I worry a lot about teaching (boy, do I worry) and spend a lot of time preparing for MA sessions and EAP classes. This past week was no less worrying, because I find teenagers so unpredictable. Something will seem to be going swimmingly, then one kid will suddenly turn sulky and down tools and the lesson will start to go down the shitter. Things I thought would work well would be glumly received and stuff I was afraid would bore them to death would fly. This morning at break my colleague said of José 'I think he's only taken half a pill this morning', and my heart sank: what was I going to do for ninety minutes with a group already in end-of-term mode and José like a wasp in a matchbox? Friday is market day here, with three streets of stalls. I cobbled together a swift task sheet: what vegetables and fruit can you see? Find one you don't know the word for and ask the owner what it is. Find a stall that sells Spanish produce: does the owner speak Spanish? Ask the bloke who sells samosas where he's from, (Pakistan) and what's in a samosa. Interview some people: do they come here every week? Do they live locally or drive in specially? ¡Vamonos!

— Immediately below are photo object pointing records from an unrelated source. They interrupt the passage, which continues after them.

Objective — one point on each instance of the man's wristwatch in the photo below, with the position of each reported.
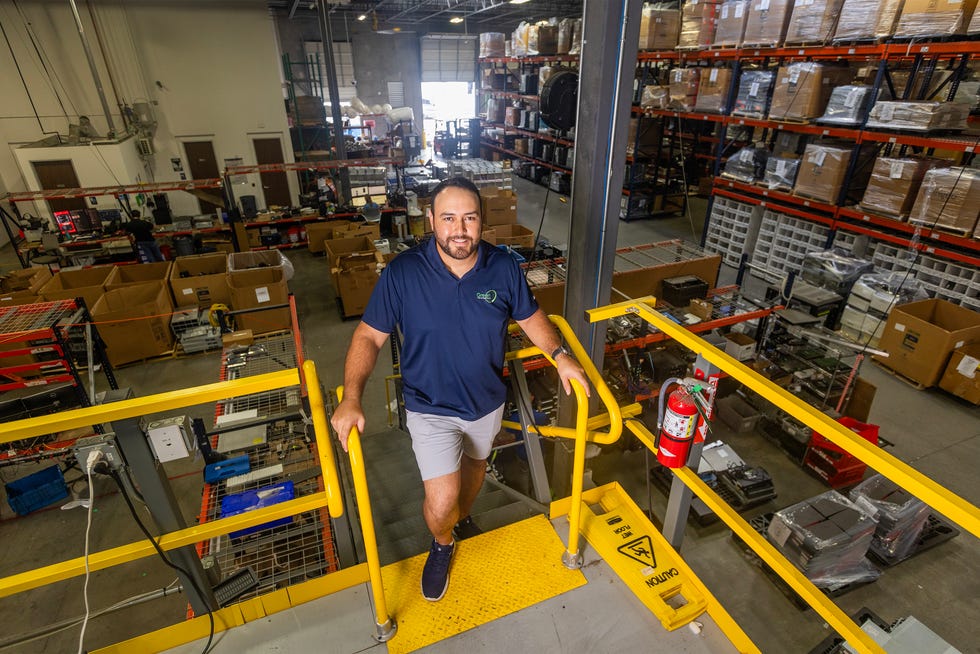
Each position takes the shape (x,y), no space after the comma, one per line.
(561,349)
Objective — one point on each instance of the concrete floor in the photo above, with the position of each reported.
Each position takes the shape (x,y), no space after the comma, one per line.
(932,431)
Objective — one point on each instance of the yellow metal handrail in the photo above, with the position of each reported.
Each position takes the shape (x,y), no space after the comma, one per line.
(85,417)
(949,504)
(572,558)
(613,410)
(384,624)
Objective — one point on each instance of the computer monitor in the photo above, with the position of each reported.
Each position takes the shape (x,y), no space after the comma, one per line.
(109,217)
(65,222)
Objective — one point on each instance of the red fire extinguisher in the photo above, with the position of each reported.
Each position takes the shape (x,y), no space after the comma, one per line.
(677,425)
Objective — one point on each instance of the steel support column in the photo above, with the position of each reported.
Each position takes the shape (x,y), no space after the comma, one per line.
(611,31)
(330,65)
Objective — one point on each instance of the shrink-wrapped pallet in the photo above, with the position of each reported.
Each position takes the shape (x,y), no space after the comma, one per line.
(697,24)
(813,21)
(863,20)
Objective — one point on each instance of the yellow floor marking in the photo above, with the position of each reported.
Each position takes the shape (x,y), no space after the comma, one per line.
(493,575)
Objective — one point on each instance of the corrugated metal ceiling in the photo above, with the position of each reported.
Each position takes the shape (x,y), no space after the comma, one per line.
(480,14)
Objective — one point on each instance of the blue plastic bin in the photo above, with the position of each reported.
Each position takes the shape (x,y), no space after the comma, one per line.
(37,490)
(257,499)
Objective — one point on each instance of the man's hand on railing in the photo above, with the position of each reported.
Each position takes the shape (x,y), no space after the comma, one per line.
(347,415)
(569,369)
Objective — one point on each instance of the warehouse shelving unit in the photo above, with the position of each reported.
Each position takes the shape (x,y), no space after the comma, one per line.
(785,225)
(41,366)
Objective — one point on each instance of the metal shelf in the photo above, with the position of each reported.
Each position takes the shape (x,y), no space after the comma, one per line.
(529,59)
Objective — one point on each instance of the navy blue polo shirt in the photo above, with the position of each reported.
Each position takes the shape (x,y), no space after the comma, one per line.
(453,330)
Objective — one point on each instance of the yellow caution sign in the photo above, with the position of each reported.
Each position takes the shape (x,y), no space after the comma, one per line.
(643,559)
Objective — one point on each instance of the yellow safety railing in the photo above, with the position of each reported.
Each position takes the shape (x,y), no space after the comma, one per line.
(614,413)
(384,624)
(330,497)
(939,498)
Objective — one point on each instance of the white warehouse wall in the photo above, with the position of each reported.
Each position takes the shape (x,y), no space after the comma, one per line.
(209,70)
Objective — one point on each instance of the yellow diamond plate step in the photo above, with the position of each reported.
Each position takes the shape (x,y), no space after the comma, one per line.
(643,558)
(494,574)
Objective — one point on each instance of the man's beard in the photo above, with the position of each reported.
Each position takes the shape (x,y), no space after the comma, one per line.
(457,251)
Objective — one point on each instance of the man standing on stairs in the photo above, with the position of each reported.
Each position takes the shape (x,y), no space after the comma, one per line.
(450,300)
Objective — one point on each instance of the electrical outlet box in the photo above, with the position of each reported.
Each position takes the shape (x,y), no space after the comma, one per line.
(105,443)
(171,438)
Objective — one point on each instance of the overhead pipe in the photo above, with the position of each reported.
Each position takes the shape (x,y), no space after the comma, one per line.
(91,65)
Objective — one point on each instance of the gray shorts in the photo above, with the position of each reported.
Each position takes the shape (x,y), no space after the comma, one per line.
(440,441)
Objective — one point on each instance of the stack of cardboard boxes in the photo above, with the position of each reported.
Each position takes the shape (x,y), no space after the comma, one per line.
(499,209)
(920,338)
(22,286)
(355,265)
(659,28)
(257,281)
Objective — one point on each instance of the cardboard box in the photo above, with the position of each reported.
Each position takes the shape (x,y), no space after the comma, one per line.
(659,28)
(240,337)
(697,24)
(256,288)
(318,232)
(684,84)
(498,206)
(867,19)
(517,236)
(28,279)
(713,90)
(134,322)
(158,271)
(934,18)
(740,346)
(354,281)
(920,337)
(894,184)
(948,198)
(803,89)
(700,308)
(962,376)
(813,22)
(200,280)
(238,261)
(342,247)
(87,283)
(737,414)
(730,26)
(767,21)
(822,172)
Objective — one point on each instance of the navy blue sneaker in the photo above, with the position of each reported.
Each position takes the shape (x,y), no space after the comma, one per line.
(466,528)
(435,574)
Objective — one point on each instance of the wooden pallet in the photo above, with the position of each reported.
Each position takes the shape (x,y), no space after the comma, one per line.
(945,229)
(897,375)
(170,354)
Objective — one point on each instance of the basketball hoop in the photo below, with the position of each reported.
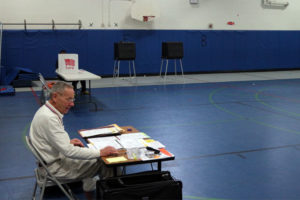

It was the best 'lesson' of the week. The sun shone, the five kids talked happily to stall owners and passers by, had a natter in Spanish with the bloke who sells Spanish produce, and Aisha, who is of Moroccan heritage, was pleased to learn that the samosa seller was a 'muscle man' just as she is. The stall holders were all very good-humoured and the elderly people the kids button-holed were kind as grandparents. Everyone was thoroughly delighted with the whole thing. I should probably - no, certainly - have completed some lengthy form detailing every possible problem a teenager might encounter in broad daylight in a pedestrianised area of a small market town well-peopled mostly by pensioners, and what plans I had to troubleshoot and fire-fight, but sod it, I didn't, and we survived.
'Teacher, write, please!
I posed for photos, wrote valedictory messages in notebooks, and left 'em laughing when I went. Now, just as souls are said to desire reincarnation, I feel the desire to go back and do it again, properly this time.
* Spanish for 'fuck!'. You probably deduced this from context.